Of all the meaningless surveys, the one that takes the biscuit is the recent opinion survey on the public ranking of local universities and their leadership commissioned by Education 18.com and conducted by the University of Hong Kong's Public Opinion Programme. Those surveyed know little about the subject, but their preferences perpetuate existing biases in favour of bigger and better-financed universities.
A meaningful survey would target students, staff, alumni, educators and employers. This survey makes no mention of progress. The big universities are always in the news but that is no reflection of what is happening within them. The man in the street does not distinguish between news and academic quality.
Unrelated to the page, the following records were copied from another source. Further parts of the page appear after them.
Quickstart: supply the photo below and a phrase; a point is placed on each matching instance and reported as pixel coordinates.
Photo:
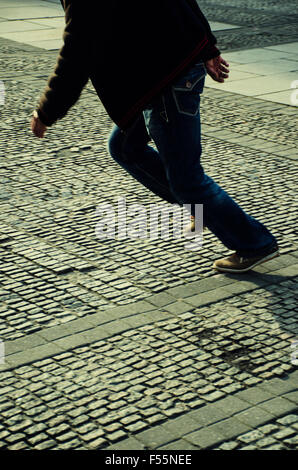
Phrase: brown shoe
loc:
(239, 264)
(191, 228)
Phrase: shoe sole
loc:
(231, 270)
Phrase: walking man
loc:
(148, 61)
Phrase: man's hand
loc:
(38, 128)
(218, 69)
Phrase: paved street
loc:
(138, 344)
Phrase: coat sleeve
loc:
(71, 71)
(210, 51)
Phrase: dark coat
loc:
(130, 50)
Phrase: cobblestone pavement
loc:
(138, 344)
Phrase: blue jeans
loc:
(175, 173)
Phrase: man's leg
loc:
(173, 122)
(132, 152)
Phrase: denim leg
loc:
(177, 134)
(132, 152)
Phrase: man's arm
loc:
(71, 72)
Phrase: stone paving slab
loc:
(198, 360)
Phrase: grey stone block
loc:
(182, 425)
(156, 437)
(204, 438)
(160, 300)
(291, 396)
(68, 329)
(208, 297)
(127, 444)
(254, 395)
(255, 416)
(34, 354)
(22, 344)
(207, 415)
(180, 444)
(231, 405)
(230, 428)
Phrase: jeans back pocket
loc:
(188, 88)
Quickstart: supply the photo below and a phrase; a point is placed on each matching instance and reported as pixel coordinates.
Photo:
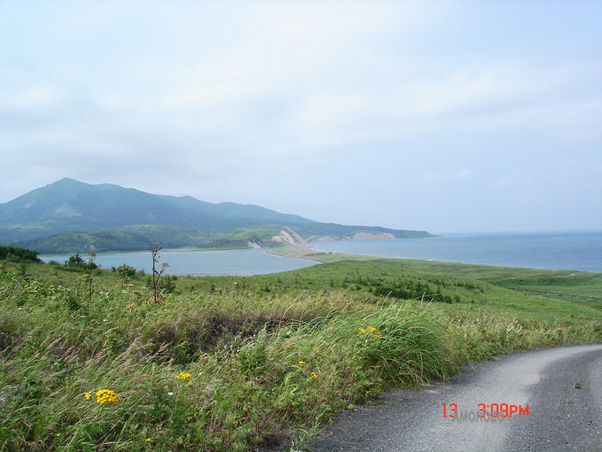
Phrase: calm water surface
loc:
(201, 263)
(554, 251)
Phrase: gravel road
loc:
(562, 387)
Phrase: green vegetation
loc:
(16, 254)
(89, 361)
(70, 216)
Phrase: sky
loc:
(445, 116)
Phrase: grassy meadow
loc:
(89, 362)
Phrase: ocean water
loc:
(554, 251)
(201, 263)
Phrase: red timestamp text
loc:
(490, 410)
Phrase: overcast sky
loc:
(446, 116)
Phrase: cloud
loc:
(447, 177)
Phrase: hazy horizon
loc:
(468, 116)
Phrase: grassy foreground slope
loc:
(89, 363)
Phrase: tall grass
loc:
(218, 367)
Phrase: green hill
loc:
(70, 216)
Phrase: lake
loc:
(554, 251)
(201, 263)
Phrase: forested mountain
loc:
(68, 216)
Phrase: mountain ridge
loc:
(70, 216)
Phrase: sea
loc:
(555, 251)
(199, 263)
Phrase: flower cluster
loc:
(373, 330)
(103, 396)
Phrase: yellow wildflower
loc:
(105, 396)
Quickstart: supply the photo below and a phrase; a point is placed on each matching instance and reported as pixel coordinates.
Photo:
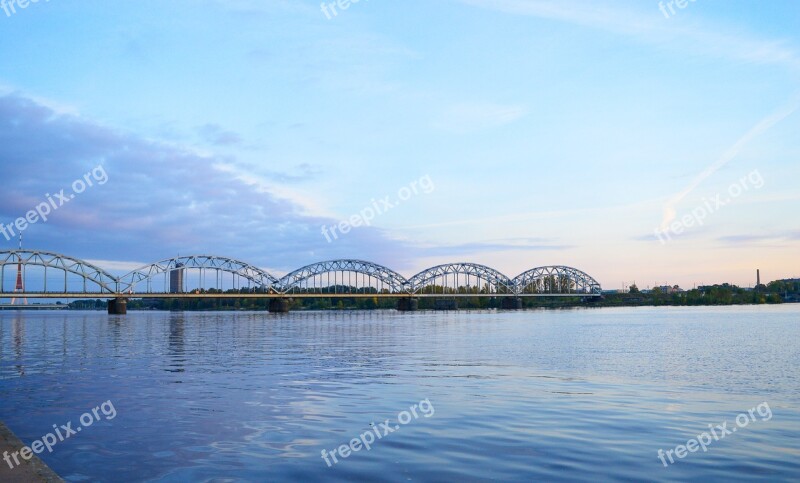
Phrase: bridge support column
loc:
(407, 304)
(118, 307)
(279, 306)
(511, 303)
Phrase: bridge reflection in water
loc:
(55, 276)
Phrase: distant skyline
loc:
(603, 135)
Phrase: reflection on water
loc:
(518, 395)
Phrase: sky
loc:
(635, 140)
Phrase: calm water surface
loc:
(514, 396)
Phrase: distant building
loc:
(176, 279)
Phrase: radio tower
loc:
(20, 287)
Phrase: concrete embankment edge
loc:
(33, 470)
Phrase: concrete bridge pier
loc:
(511, 303)
(407, 304)
(117, 307)
(279, 306)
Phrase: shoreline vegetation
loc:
(777, 292)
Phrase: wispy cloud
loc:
(160, 199)
(469, 117)
(216, 135)
(697, 37)
(670, 208)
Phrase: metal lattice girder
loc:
(555, 279)
(105, 281)
(499, 282)
(395, 281)
(254, 274)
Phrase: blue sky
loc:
(554, 132)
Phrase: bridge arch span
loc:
(312, 276)
(88, 272)
(493, 280)
(236, 268)
(556, 279)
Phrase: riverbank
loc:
(33, 470)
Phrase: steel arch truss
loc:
(498, 283)
(259, 277)
(556, 280)
(393, 280)
(88, 272)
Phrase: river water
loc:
(585, 394)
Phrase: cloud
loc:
(160, 200)
(670, 208)
(652, 28)
(214, 134)
(470, 117)
(523, 244)
(789, 236)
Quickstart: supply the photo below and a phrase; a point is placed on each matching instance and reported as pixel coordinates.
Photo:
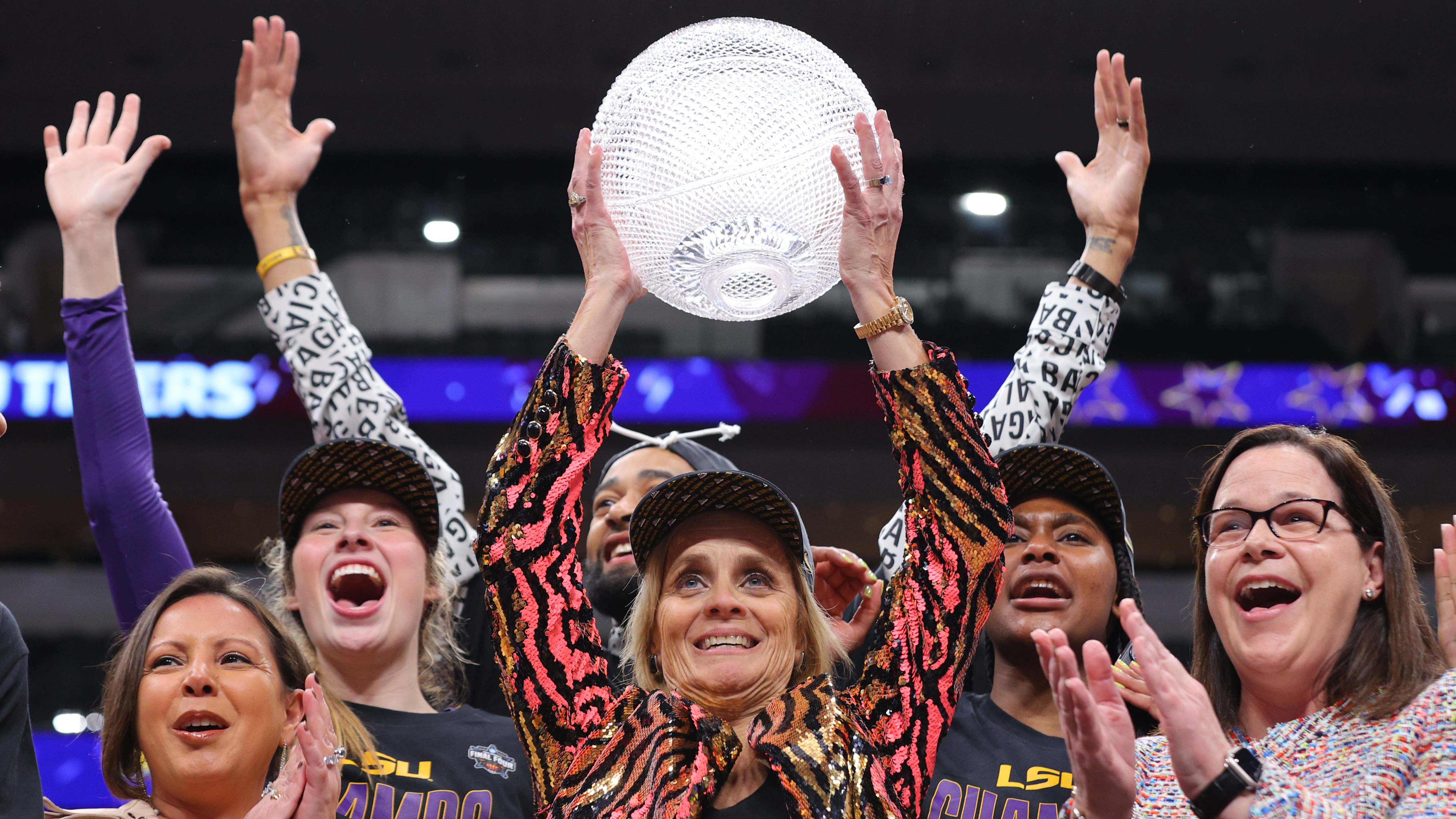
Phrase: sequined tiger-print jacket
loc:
(861, 753)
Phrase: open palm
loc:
(92, 181)
(273, 156)
(1109, 190)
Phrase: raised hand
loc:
(273, 156)
(1109, 191)
(870, 235)
(612, 284)
(1095, 724)
(839, 578)
(91, 184)
(1445, 594)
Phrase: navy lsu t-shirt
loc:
(994, 767)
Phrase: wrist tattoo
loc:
(295, 229)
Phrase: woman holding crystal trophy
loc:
(739, 169)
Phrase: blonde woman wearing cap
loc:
(734, 712)
(360, 575)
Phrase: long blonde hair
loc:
(822, 648)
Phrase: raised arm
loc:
(325, 351)
(1072, 328)
(552, 667)
(89, 187)
(921, 645)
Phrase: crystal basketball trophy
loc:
(715, 166)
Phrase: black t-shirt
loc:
(994, 767)
(769, 802)
(461, 764)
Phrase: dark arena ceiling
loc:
(1246, 81)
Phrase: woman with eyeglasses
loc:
(1317, 684)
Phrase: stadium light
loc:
(69, 722)
(442, 232)
(984, 204)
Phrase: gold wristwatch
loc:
(899, 315)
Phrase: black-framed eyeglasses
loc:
(1292, 520)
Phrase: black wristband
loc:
(1097, 281)
(1228, 785)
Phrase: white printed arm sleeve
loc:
(347, 399)
(1065, 353)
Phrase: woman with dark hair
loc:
(1318, 684)
(206, 697)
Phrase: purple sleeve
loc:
(140, 543)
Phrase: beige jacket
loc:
(134, 809)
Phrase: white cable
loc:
(723, 431)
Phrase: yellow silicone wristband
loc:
(283, 255)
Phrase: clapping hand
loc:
(1445, 594)
(1109, 191)
(839, 578)
(308, 786)
(1197, 742)
(1095, 722)
(273, 156)
(1133, 689)
(91, 184)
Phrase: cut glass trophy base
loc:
(745, 268)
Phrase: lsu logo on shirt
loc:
(980, 804)
(414, 805)
(387, 766)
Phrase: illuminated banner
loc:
(699, 391)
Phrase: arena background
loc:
(1298, 214)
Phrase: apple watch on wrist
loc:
(899, 315)
(1241, 773)
(1097, 281)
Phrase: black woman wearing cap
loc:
(1069, 559)
(1068, 564)
(734, 712)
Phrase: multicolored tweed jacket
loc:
(1328, 766)
(865, 751)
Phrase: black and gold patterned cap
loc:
(357, 463)
(683, 497)
(1052, 469)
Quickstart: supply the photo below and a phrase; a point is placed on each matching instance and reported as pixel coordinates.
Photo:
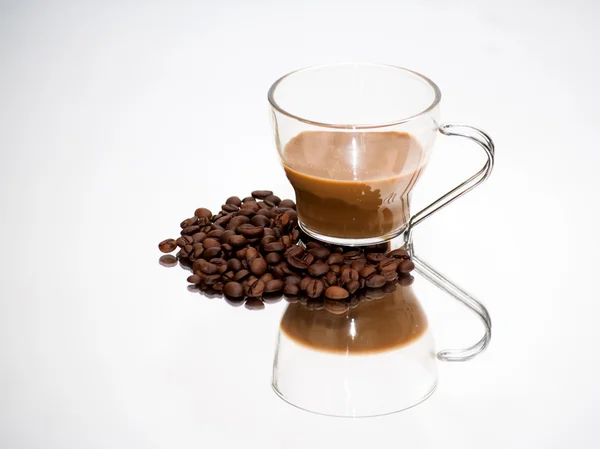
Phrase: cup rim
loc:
(436, 100)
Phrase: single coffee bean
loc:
(258, 266)
(406, 280)
(260, 220)
(212, 252)
(297, 263)
(320, 253)
(335, 258)
(237, 241)
(399, 253)
(388, 265)
(198, 237)
(256, 288)
(190, 230)
(331, 278)
(294, 251)
(228, 276)
(261, 194)
(189, 222)
(274, 247)
(237, 221)
(194, 279)
(406, 266)
(246, 213)
(273, 199)
(241, 274)
(251, 254)
(209, 268)
(318, 269)
(375, 281)
(254, 304)
(291, 290)
(225, 236)
(287, 203)
(167, 246)
(229, 208)
(273, 258)
(336, 307)
(376, 257)
(234, 264)
(274, 285)
(210, 242)
(358, 264)
(337, 293)
(293, 279)
(250, 206)
(249, 230)
(314, 288)
(212, 279)
(203, 213)
(352, 285)
(390, 275)
(233, 290)
(168, 260)
(367, 271)
(234, 200)
(216, 234)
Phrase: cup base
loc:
(351, 241)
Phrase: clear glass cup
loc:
(370, 358)
(354, 139)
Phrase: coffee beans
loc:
(250, 251)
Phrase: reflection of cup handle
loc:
(483, 140)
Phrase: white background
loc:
(118, 119)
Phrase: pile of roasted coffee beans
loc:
(252, 251)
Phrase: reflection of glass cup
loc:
(354, 139)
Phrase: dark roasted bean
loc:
(367, 271)
(406, 266)
(240, 275)
(258, 266)
(318, 269)
(189, 222)
(335, 292)
(194, 279)
(261, 194)
(375, 281)
(210, 253)
(203, 213)
(274, 247)
(273, 258)
(167, 246)
(314, 288)
(335, 258)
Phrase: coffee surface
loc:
(353, 184)
(373, 326)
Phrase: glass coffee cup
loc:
(354, 139)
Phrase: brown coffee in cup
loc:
(353, 184)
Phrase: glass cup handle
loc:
(432, 275)
(485, 142)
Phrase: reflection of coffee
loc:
(373, 326)
(353, 185)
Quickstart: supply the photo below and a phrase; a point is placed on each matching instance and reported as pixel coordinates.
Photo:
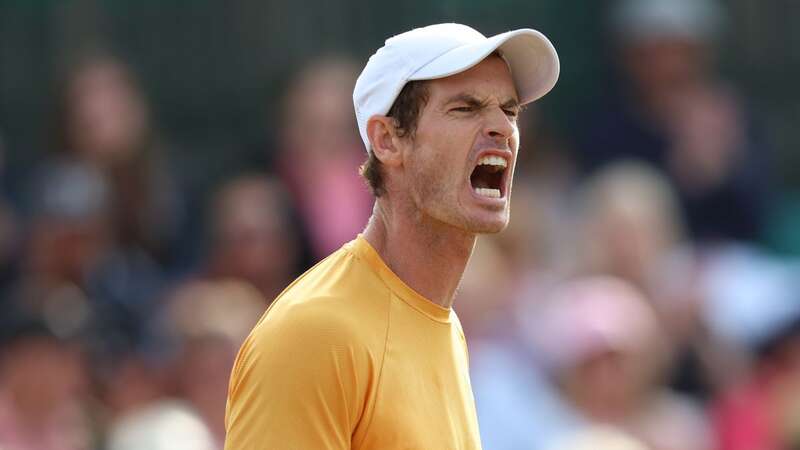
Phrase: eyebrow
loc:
(474, 101)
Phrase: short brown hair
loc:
(405, 110)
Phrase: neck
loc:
(430, 257)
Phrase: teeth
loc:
(488, 192)
(493, 161)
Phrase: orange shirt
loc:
(350, 357)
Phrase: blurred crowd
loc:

The hare-brained ranking of university leadership is even more iniquitous.
According to Education 18, Professor Tsui Lap-chee, vice-chancellor of HKU, is winner in the popularity stakes. Under his watch, HKU is fast losing its gloss as an English-speaking university. There is also the issue of the billion-dollar donation fiasco, not much of a public relations success.
In contrast, Professor Edward Chen Kwan-yiu of Lingnan University and Professor Paul Morris of the Hong Kong Institute of Education are hampered by under-funding and the under-recognition of their institutions. Whatever good achieved has gone largely unnoticed by the public.
Professor Chen has successfully promoted liberal arts education while Professor Morris is credited with upgrading the institute and democratising the campus culture. Both enjoy deep student and staff support yet Professor Morris is ranked eighth out of the eight university heads and Professor Chen fifth.